Computing the simplicial fraction for a hypergraph.

What fraction of the hyperedges are simplices?

Parameters:
  • H (Hypergraph) – The hypergraph of interest

  • min_size (int, optional) – The minimum hyperedge size to include when calculating whether a hyperedge is a simplex by counting subfaces. For more details, see the Notes below. By default, 2.
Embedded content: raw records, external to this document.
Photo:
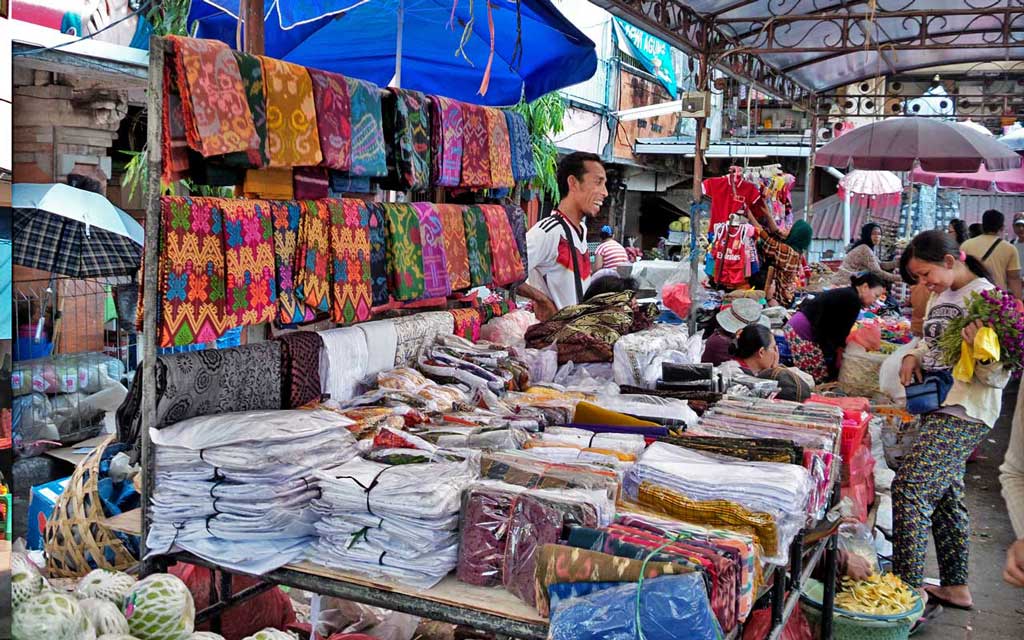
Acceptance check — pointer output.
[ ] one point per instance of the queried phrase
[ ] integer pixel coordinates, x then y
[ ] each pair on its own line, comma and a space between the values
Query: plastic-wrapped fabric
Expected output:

  • exclude_min_size (bool, optional) – Whether to exclude minimal simplices when counting simplices. For more detailed information, see the Notes below. By default, True.

Returns:

The simplicial fraction

Return type:

float

Notes

1. The formal definition of a simplicial complex can be unnecessarily strict when used to represent perfect inclusion structures. By definition, a simplex always contains singletons (edges comprising a single node) and the empty set. Several datasets will not include such interactions by construction. To circumvent this issue, we use a relaxed definition of downward closure that excludes edges of a certain size or smaller wherever it makes sense. By default, we set the minimum size to be 2 since some datasets do not contain singletons.

2. Hyperedges we call “minimal faces” may significantly skew the simpliciality of a dataset. The minimal faces of a hypergraph \(H\) are the edges of the minimal size, i.e., \(|e| = \min(K)\), where \(K\) is the set of sizes that we consider based on note 1. (In a traditional simplicial complex, the minimal faces are singletons). With the size restrictions in place, the minimal faces of a hypergraph are always simplices because, by definition, there are no smaller edges for these edges to include. When measuring the simpliciality of a dataset, it is most meaningful to focus on the faces for which inclusion is possible, and so, by default, we exclude these minimal faces when counting potential simplices.

References

“The simpliciality of higher-order order networks” by Nicholas Landry, Jean-Gabriel Young, and Nicole Eikmeier, EPJ Data Science 13, 17 (2024).